Research Interests

The Ytreberg group uses physics principles and computer simulations to understand protein structure, function and evolution. Examples of specific research projects are outlined below.

p53 protein bound to MDM2 protein Developing free energy methods. The free energy is a direct measure of how strongly proteins interact with ligands or with other proteins. Estimating free energies using computer simulation is useful for a wide variety of applications such as designing new drugs and predicting how amino acid changes modify protein interactions. Calculating free energy values for proteins is challenging and requires a lot of simulation time. The Ytreberg group is interested in developing methods that improve the speed and accuracy of free energy calculations for proteins.

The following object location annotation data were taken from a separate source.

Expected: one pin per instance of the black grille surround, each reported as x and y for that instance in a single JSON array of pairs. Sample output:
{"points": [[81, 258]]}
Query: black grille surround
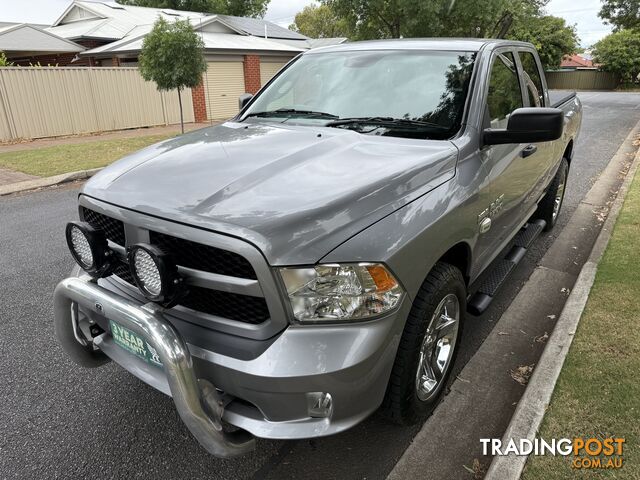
{"points": [[197, 256]]}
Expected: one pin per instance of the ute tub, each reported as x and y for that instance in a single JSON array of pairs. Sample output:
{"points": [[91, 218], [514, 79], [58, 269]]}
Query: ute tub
{"points": [[350, 362]]}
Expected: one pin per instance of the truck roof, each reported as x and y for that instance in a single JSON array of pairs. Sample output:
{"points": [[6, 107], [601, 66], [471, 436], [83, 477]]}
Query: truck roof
{"points": [[450, 44]]}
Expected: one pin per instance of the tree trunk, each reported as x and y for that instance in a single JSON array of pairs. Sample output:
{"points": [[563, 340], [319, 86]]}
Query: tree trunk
{"points": [[181, 117]]}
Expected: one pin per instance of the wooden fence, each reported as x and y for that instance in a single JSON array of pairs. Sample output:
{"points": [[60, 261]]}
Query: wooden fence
{"points": [[53, 101], [582, 80]]}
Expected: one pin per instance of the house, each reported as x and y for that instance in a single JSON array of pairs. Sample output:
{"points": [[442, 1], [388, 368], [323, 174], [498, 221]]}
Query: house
{"points": [[577, 62], [242, 53], [25, 44]]}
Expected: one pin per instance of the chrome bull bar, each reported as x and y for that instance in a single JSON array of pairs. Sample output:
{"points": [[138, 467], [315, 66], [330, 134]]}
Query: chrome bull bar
{"points": [[196, 402]]}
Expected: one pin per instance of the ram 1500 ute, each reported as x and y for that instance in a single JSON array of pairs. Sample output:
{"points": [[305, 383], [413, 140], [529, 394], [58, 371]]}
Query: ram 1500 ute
{"points": [[288, 272]]}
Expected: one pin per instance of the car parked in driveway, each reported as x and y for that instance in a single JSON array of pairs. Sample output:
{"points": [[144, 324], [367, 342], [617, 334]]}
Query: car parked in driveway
{"points": [[292, 270]]}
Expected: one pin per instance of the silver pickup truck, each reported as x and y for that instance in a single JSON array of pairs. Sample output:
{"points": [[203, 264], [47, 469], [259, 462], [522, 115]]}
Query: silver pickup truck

phiX174 bacteriophage virus Determining the biophysical mechanisms for protein evolution. It is recognized that protein-protein interactions are a vital component of evolution since it is thought that well over half of proteins exist in complexes with other proteins. However, little is known about the biophysical connection between protein-protein interactions and protein evolution. The Ytreberg group is interested in determining this biophysical connection by studying the effects of amino acid changes on protein-protein interactions in biological systems such as viruses.

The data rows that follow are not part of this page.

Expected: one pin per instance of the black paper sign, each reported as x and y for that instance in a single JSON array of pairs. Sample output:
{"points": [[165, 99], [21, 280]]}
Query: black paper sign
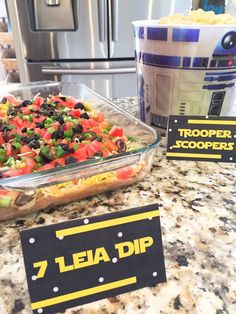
{"points": [[81, 261], [202, 138]]}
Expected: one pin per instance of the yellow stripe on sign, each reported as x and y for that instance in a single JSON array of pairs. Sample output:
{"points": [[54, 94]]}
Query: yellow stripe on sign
{"points": [[225, 122], [83, 293], [191, 155], [106, 223]]}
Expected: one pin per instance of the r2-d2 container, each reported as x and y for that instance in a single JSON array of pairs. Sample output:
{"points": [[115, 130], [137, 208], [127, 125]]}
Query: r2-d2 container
{"points": [[185, 70]]}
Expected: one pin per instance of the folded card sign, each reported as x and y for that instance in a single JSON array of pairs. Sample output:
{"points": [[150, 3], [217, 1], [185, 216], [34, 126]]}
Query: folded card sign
{"points": [[203, 138], [85, 260]]}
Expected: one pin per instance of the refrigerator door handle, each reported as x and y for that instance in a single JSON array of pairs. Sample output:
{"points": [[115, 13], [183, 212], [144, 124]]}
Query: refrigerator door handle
{"points": [[61, 71], [114, 20], [101, 19]]}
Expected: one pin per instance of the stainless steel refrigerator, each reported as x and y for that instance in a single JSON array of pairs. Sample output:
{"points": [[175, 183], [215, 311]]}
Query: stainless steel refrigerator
{"points": [[87, 41]]}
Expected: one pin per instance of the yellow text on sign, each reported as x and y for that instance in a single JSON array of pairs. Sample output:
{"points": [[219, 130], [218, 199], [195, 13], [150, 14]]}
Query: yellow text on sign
{"points": [[90, 257], [83, 259], [42, 265]]}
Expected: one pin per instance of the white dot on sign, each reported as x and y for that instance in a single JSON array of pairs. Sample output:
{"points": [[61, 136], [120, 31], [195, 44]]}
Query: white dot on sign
{"points": [[31, 240], [120, 234]]}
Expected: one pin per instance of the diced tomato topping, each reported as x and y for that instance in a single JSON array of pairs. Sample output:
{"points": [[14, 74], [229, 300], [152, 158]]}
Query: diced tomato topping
{"points": [[124, 173], [101, 117], [46, 167], [47, 135], [1, 139], [76, 113], [104, 125], [115, 131], [9, 150], [81, 153], [25, 111]]}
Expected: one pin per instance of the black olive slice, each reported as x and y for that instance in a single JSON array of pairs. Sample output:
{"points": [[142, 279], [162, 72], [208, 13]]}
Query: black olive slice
{"points": [[78, 129], [25, 103], [85, 115]]}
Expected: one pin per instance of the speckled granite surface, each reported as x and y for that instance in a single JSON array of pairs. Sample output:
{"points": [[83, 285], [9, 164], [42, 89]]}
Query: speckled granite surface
{"points": [[197, 203]]}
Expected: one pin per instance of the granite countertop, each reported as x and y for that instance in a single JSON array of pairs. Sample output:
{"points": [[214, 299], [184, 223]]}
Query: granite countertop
{"points": [[197, 205]]}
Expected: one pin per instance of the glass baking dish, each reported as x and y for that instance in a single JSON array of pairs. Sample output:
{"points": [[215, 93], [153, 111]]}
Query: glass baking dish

p53 protein structures Structure, function and evolution of intrinsically disordered proteins. Intrinsically disordered proteins are common in humans and their dysfunction is associated with many human diseases, including cancer and neurodegenerative disease. Most experimental and computational methods in structural biology are not suitable for disordered proteins because they are highly dynamic and do not form compact structures. The Ytreberg group is interested in determining structural ensembles for disordered proteins, in studying their evolution, and in designing drugs that bind to these proteins.